As a tip of my hat to a great comedian and authentic human, maybe I'll send this review to my therapist and we can discuss it next week. Humor intended.
This book was very dull in places..most places. It was full of rambling about why his life sucked.. reasons for drinking, his awful childhood and so on. I kept thinking "what a whiner". I am sure for him writing this might have been cathartic. I can also see how his story could be helpful to others in similar circumstances.
Some good parts.. For quite awhile he complains about his awful parents and childhood.. he realizes at some point that his parents respective childhoods weren't great either. He understands that they were doing the best they could.
As someone struggling with weight loss.. I can identify with his comments concerning food and resisting eating.
I think some of his ramblings were meant to be funny. Some of the stories were..for the most part not. Glad he is doing well though.

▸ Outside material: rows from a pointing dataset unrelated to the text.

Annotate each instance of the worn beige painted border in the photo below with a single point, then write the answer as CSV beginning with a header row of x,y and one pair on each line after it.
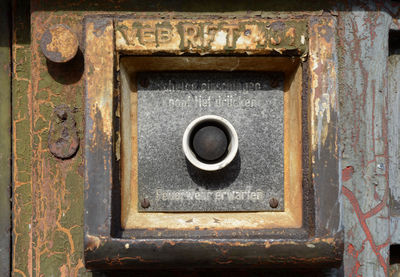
x,y
131,218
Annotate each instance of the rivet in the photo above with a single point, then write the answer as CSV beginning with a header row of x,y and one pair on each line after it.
x,y
145,203
273,203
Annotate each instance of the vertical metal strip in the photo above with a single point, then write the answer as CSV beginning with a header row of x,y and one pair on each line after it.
x,y
99,87
5,136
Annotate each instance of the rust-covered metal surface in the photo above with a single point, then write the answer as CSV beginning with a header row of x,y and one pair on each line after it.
x,y
48,192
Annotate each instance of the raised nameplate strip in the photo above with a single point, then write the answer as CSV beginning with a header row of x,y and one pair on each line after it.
x,y
141,36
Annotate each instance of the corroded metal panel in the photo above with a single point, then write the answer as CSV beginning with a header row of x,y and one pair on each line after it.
x,y
5,137
259,36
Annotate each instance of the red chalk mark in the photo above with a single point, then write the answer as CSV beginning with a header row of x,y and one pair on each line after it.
x,y
347,173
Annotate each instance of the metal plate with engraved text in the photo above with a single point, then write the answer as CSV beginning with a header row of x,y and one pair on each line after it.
x,y
251,101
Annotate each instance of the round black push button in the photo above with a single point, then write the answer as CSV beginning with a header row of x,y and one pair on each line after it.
x,y
210,143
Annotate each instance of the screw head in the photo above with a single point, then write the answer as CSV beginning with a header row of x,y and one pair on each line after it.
x,y
59,44
145,203
273,203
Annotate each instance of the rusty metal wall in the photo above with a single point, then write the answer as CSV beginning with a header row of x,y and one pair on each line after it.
x,y
48,192
5,136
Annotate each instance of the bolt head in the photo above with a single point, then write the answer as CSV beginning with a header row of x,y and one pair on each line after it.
x,y
145,203
273,203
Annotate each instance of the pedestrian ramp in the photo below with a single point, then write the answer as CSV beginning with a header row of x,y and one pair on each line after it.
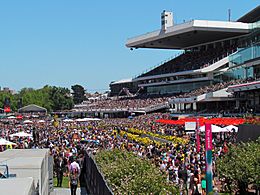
x,y
66,191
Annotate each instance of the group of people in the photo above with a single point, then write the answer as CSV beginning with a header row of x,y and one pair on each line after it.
x,y
122,103
68,142
192,60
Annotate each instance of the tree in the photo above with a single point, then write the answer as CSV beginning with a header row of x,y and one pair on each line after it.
x,y
240,167
78,94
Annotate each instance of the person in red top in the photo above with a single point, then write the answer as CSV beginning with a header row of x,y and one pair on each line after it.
x,y
225,148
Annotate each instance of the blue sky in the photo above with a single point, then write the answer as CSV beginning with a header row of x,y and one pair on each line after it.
x,y
67,42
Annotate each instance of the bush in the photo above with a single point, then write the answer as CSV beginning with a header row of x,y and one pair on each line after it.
x,y
127,173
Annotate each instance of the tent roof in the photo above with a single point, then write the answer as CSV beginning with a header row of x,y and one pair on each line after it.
x,y
16,185
32,108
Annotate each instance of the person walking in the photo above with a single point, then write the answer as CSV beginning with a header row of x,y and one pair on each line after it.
x,y
74,173
60,168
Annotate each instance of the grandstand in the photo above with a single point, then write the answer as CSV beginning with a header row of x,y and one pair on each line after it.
x,y
216,52
216,55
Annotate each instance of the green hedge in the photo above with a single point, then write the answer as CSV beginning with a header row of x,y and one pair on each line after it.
x,y
127,173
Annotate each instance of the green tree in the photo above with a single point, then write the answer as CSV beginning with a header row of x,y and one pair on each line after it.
x,y
78,94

I've been a Richard Lewis fan since college in the late-80's, and I wanted so much to like this book ... but I can't get through it. The story is important, but his writing style is making me nuts -- too circuitous and hard to follow. Not that different from his standup, but with standup you have the benefit of verbal and physical delivery. When it's words on a page, much is lost. I will say knowing Lewis' harrowing addiction explains his demeanor when I met him before a show in 1990. Glad he's got himself together.
I have a reluctance to lend stars or ratings (in any reviews). Two words may mark this for anyone like me who is a fan of his stand up (or remember his brief small screen leap in the ABC sitcom "Anything But Love" with Jamie Lee Curtis)---"Unexpected" and "Absorbing" He does repeat himself often as far as his addictions and faith. But for what he's been through (self-imposed hell as he'll say quote often), he's got every right to do so.
a hard read but worth it, I guess. kind of like a comics equivalent of fulfilling one or two or three of the steps in a 12-step recovery program, admitting lots of faults and apologies and so on. don't read it for laughs, it's about as funny as a Hubert Selby manifesto. and I tried to maybe take it in as an audio book and Lewis sounded like he was tired and almost in a daze.
A book about a comedian with alcoholism and how he overcame it. I learned more about addiction from this book than I ever knew before. Not an easy read but if you have an addicted friend it might help you in many ways understand them.
I like Richard Lewis but there's more of a history of his drinking and debauchery here than a book of comedy. This can be pretty bleak at times. It's still pretty interesting but it seems like this was more of a self-help initiative by Lewis than an actual book.
Richard's book THE OTHER GREAT DEPRESSION reminded me of 3 other books: How to Talk Dirty...by Lenny Bruce (but more confessional); The Catcher in the Rye (just as funny), & surprisingly Oscar Wilde's De Profundis (equally profound).
Good and heartfelt and sometimes funny, but repetitious and has no organizing principle. I learned that Richard Lewis is a recovering alcoholic, though -- about five thousand times!
It's not the best-written book, but he's got some funny lines, and he's so honest about how he became a wreck of an alcoholic, and how he returned from it, that it's worth a little bit of a slog.